L'adesione a l'una o all'altra tesi implica effetti diversi anche sul piano probatorio:

  • nell'ottica ontologica, l'onere probatorio, posto a carico del danneggiato (e, quindi, degli eredi come nel caso di cui alla sentenza in commento) è meno gravoso poiché colui che agisce in giudizio deve dimostrare, sia pure per presunzioni, nei limiti di cui all'art. 2729 c.c., che se l'omesso intervento o la mancata diagnosi fossero stati correttamente eseguiti avrebbero senz'altro inciso positivamente sulla durata della vita del paziente e/o miglioratone la qualità (in ciò consistendo la perdita di chance risarcibile) poiché il nesso di causalità non subisce interferenze in quanto la prova stessa deve riguardare la consistenza percentuale di un bene già presente nel patrimonio del soggetto.

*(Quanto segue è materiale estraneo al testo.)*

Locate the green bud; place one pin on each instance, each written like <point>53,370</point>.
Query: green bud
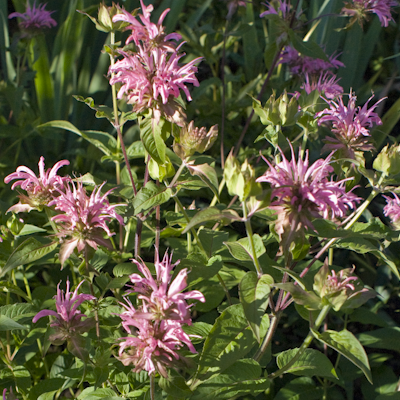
<point>388,160</point>
<point>192,139</point>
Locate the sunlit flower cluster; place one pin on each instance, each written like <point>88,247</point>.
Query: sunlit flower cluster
<point>349,125</point>
<point>151,76</point>
<point>359,10</point>
<point>156,325</point>
<point>67,321</point>
<point>301,192</point>
<point>34,19</point>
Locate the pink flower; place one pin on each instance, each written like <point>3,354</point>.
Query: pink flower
<point>301,192</point>
<point>326,84</point>
<point>349,125</point>
<point>147,34</point>
<point>300,64</point>
<point>153,79</point>
<point>40,190</point>
<point>68,319</point>
<point>154,344</point>
<point>84,218</point>
<point>163,298</point>
<point>359,9</point>
<point>392,209</point>
<point>34,19</point>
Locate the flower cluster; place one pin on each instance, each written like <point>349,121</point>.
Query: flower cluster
<point>349,125</point>
<point>68,319</point>
<point>156,325</point>
<point>301,192</point>
<point>83,219</point>
<point>359,9</point>
<point>34,19</point>
<point>151,77</point>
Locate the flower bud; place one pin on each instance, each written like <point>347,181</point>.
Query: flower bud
<point>192,139</point>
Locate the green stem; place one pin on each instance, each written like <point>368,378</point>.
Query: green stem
<point>307,341</point>
<point>249,232</point>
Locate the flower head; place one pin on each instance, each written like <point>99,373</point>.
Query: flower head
<point>301,192</point>
<point>163,298</point>
<point>144,32</point>
<point>68,319</point>
<point>349,124</point>
<point>359,9</point>
<point>41,189</point>
<point>84,218</point>
<point>153,344</point>
<point>35,18</point>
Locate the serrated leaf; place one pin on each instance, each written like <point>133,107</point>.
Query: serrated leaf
<point>254,296</point>
<point>28,251</point>
<point>212,214</point>
<point>345,343</point>
<point>241,249</point>
<point>150,196</point>
<point>229,340</point>
<point>311,363</point>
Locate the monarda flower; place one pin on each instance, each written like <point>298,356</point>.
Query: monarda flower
<point>35,19</point>
<point>84,218</point>
<point>301,193</point>
<point>153,345</point>
<point>40,190</point>
<point>349,125</point>
<point>67,319</point>
<point>164,299</point>
<point>359,10</point>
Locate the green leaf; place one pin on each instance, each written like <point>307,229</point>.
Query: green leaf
<point>254,296</point>
<point>212,214</point>
<point>241,250</point>
<point>102,140</point>
<point>44,386</point>
<point>150,133</point>
<point>7,324</point>
<point>230,339</point>
<point>150,196</point>
<point>207,174</point>
<point>311,363</point>
<point>385,338</point>
<point>345,343</point>
<point>28,251</point>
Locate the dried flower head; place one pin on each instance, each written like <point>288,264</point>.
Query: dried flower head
<point>84,218</point>
<point>349,125</point>
<point>164,299</point>
<point>40,190</point>
<point>34,19</point>
<point>301,192</point>
<point>68,319</point>
<point>359,10</point>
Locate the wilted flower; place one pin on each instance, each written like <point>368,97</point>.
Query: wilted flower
<point>349,124</point>
<point>35,18</point>
<point>40,190</point>
<point>392,210</point>
<point>68,319</point>
<point>326,84</point>
<point>164,299</point>
<point>147,34</point>
<point>300,64</point>
<point>84,218</point>
<point>359,9</point>
<point>192,139</point>
<point>154,344</point>
<point>301,192</point>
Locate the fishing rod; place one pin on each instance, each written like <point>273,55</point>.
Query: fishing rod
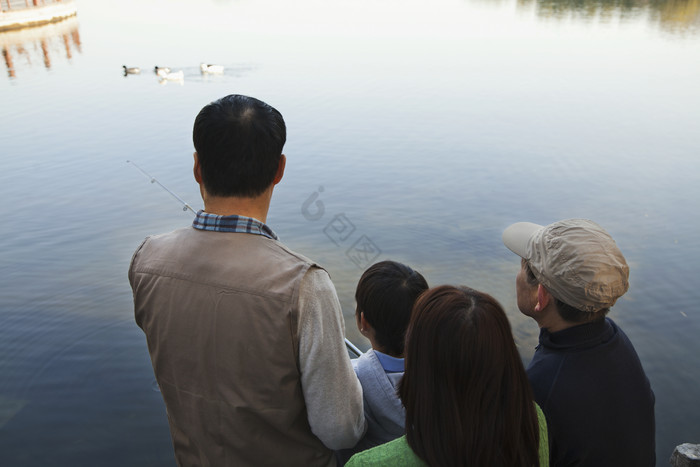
<point>153,179</point>
<point>352,348</point>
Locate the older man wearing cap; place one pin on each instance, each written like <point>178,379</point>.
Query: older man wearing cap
<point>585,373</point>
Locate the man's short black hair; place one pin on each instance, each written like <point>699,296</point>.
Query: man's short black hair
<point>239,141</point>
<point>386,293</point>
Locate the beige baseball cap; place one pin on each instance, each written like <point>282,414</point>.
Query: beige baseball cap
<point>575,259</point>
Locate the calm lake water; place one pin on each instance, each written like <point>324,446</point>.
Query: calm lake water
<point>418,130</point>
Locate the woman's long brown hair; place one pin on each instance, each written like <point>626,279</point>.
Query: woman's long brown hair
<point>467,397</point>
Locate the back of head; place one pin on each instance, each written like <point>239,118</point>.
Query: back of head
<point>466,394</point>
<point>386,293</point>
<point>575,259</point>
<point>239,141</point>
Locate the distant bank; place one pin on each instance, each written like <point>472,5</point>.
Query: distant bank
<point>16,14</point>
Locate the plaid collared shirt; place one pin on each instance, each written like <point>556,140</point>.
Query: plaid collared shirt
<point>241,224</point>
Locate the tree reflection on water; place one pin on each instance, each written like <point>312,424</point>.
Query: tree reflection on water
<point>674,15</point>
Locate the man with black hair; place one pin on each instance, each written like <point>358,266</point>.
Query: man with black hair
<point>385,296</point>
<point>585,374</point>
<point>245,336</point>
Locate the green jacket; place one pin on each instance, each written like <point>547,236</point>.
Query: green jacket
<point>398,453</point>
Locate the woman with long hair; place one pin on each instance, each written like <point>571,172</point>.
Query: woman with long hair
<point>467,398</point>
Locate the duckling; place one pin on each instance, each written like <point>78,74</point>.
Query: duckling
<point>165,69</point>
<point>211,69</point>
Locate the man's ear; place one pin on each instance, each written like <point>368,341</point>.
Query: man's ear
<point>280,169</point>
<point>197,169</point>
<point>365,327</point>
<point>543,298</point>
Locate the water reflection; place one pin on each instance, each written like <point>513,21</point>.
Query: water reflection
<point>42,44</point>
<point>673,15</point>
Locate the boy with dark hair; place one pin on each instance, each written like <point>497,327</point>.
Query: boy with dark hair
<point>385,296</point>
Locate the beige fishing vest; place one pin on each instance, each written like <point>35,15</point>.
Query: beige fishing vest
<point>219,311</point>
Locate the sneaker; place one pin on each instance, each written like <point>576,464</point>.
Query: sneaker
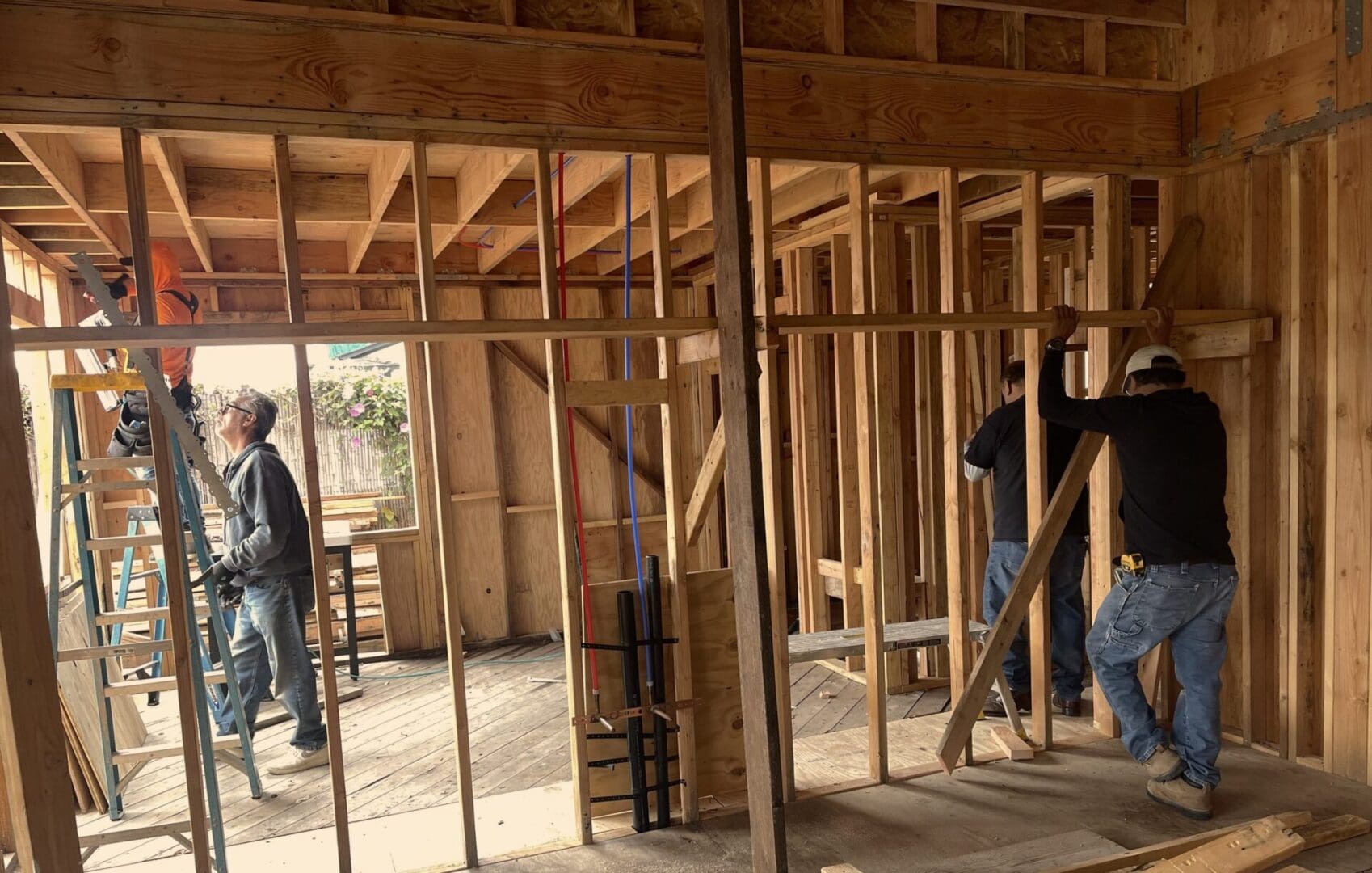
<point>995,706</point>
<point>1071,709</point>
<point>1191,800</point>
<point>1164,765</point>
<point>300,761</point>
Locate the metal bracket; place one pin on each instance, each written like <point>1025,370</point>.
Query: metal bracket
<point>1352,27</point>
<point>158,390</point>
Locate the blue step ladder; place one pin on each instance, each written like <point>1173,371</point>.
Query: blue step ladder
<point>73,481</point>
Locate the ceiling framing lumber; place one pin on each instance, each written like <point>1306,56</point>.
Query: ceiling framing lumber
<point>54,157</point>
<point>389,165</point>
<point>481,176</point>
<point>166,153</point>
<point>581,177</point>
<point>583,96</point>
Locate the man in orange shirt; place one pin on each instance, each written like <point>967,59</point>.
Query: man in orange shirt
<point>175,306</point>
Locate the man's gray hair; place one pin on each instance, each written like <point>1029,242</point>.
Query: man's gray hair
<point>263,408</point>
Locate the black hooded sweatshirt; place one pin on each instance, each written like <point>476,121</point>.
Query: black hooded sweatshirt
<point>271,534</point>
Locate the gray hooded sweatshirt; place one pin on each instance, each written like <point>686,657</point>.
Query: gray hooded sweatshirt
<point>271,534</point>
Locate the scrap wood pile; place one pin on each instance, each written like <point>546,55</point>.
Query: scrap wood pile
<point>1253,847</point>
<point>82,698</point>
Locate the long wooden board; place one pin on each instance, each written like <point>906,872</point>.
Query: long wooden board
<point>1055,519</point>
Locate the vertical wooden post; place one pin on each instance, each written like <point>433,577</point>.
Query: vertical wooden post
<point>442,486</point>
<point>744,448</point>
<point>929,438</point>
<point>953,420</point>
<point>173,542</point>
<point>764,308</point>
<point>33,751</point>
<point>674,495</point>
<point>806,436</point>
<point>869,478</point>
<point>1036,458</point>
<point>845,427</point>
<point>1110,273</point>
<point>314,508</point>
<point>567,566</point>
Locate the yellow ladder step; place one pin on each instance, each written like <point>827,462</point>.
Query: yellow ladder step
<point>143,614</point>
<point>113,544</point>
<point>163,750</point>
<point>116,651</point>
<point>158,684</point>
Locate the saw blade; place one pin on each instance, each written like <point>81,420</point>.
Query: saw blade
<point>158,390</point>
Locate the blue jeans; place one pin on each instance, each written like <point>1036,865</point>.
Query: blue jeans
<point>1067,615</point>
<point>269,644</point>
<point>1187,605</point>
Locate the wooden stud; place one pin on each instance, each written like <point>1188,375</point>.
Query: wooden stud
<point>290,251</point>
<point>764,306</point>
<point>869,478</point>
<point>1036,460</point>
<point>32,741</point>
<point>1094,53</point>
<point>173,542</point>
<point>845,413</point>
<point>1108,291</point>
<point>953,423</point>
<point>442,486</point>
<point>743,413</point>
<point>676,591</point>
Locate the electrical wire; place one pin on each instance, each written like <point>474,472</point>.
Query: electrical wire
<point>629,409</point>
<point>571,432</point>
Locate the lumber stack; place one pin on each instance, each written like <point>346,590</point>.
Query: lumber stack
<point>82,700</point>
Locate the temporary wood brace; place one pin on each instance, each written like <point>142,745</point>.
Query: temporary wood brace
<point>958,732</point>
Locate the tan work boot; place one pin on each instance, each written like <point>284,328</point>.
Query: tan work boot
<point>1183,796</point>
<point>1164,765</point>
<point>301,759</point>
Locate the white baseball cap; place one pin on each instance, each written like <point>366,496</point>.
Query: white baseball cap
<point>1147,359</point>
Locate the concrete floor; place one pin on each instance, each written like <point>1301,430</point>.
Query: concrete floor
<point>915,824</point>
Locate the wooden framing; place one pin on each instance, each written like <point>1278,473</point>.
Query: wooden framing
<point>744,448</point>
<point>314,508</point>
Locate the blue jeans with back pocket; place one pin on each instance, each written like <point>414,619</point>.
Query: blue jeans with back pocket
<point>1187,605</point>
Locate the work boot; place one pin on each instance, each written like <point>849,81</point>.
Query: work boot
<point>1191,800</point>
<point>995,706</point>
<point>1071,709</point>
<point>301,759</point>
<point>1164,765</point>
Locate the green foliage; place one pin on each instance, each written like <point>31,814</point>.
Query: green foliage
<point>369,404</point>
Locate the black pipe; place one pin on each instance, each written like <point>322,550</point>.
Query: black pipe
<point>633,699</point>
<point>659,695</point>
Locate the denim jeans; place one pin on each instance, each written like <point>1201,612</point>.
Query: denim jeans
<point>1067,614</point>
<point>1187,605</point>
<point>269,651</point>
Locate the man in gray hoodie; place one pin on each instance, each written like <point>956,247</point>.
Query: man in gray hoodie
<point>267,571</point>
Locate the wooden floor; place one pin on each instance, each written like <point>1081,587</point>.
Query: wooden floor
<point>398,749</point>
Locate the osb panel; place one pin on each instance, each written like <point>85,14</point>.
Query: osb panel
<point>670,19</point>
<point>974,37</point>
<point>1136,53</point>
<point>579,15</point>
<point>793,25</point>
<point>479,11</point>
<point>1054,44</point>
<point>1224,36</point>
<point>880,29</point>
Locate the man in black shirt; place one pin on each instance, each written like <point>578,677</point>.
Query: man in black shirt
<point>999,446</point>
<point>1171,444</point>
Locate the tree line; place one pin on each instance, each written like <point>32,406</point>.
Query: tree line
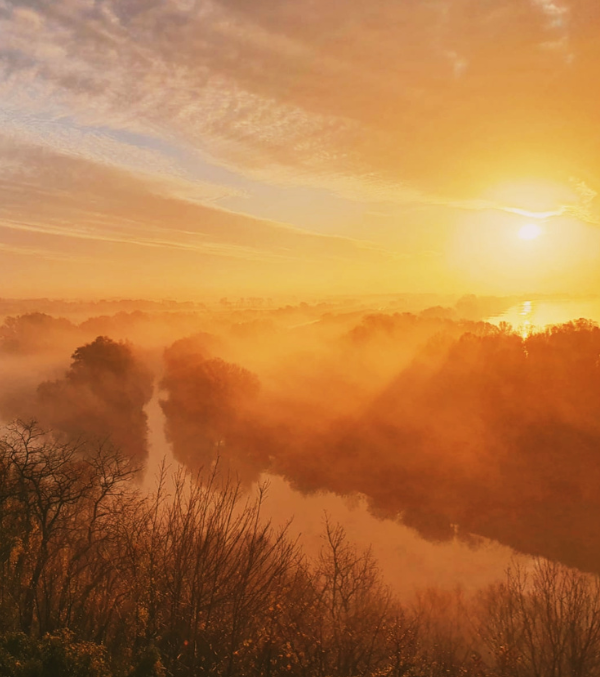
<point>99,579</point>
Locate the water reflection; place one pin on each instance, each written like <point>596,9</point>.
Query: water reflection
<point>531,314</point>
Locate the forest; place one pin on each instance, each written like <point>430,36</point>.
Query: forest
<point>459,429</point>
<point>100,579</point>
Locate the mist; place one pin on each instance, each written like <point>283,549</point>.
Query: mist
<point>444,427</point>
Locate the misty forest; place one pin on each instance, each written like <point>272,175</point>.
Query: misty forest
<point>120,559</point>
<point>299,338</point>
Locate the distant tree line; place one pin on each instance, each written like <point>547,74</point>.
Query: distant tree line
<point>100,579</point>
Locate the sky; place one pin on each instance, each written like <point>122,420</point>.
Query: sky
<point>188,147</point>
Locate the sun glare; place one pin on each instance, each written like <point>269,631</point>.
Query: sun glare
<point>530,231</point>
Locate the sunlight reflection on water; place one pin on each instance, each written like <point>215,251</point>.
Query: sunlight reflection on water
<point>536,314</point>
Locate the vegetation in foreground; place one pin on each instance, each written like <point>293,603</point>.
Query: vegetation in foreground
<point>100,579</point>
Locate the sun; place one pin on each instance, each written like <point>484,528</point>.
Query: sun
<point>530,231</point>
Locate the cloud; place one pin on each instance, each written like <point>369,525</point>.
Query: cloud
<point>439,98</point>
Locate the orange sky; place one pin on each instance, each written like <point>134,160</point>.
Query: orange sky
<point>183,147</point>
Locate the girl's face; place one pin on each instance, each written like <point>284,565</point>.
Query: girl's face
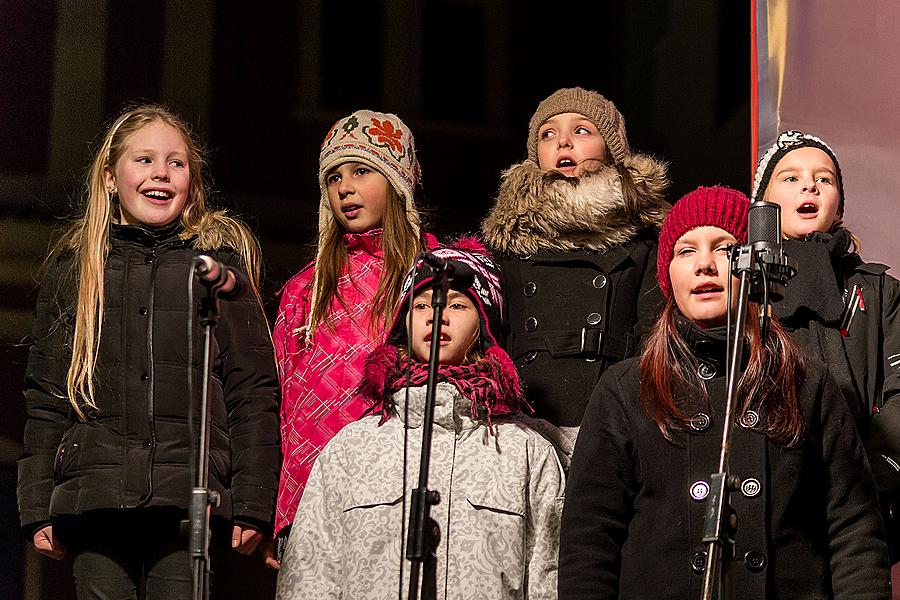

Di conseguenza il legame eziologico va interpretato secondo il criterio del “più probabile che non” e cioè alla luce di una regola di giudizio che deve però essere integrata dai dati della comune esperienza evincibile dalla osservazione dei fenomeni sociali.
  • secondo la tesi eziologica il danno da perdita di chance è risarcibile purché risulti dimostrato sia il nesso di causalità sia la ragionevole probabilità del suo verificarsi, in base a circostanze certe e puntualmente dedotte.

Resta inteso che eventuali deficienze probatorie e la conseguente difficoltà di provare l'esistenza della possibilità di successo non possono essere colmate facendo ricorso alla valutazione equitativa ai sensi dell'art. 1226 c.c. perché l'applicazione di tale norma ha quale presupposto che risulti provata o comunque incontestata l'esistenza di un danno risarcibile, ed è diretta a sopperire all'impossibilità di provare l'ammontare preciso del danno (Cass. civ., sez. L, 24 gennaio 1992, n. 781).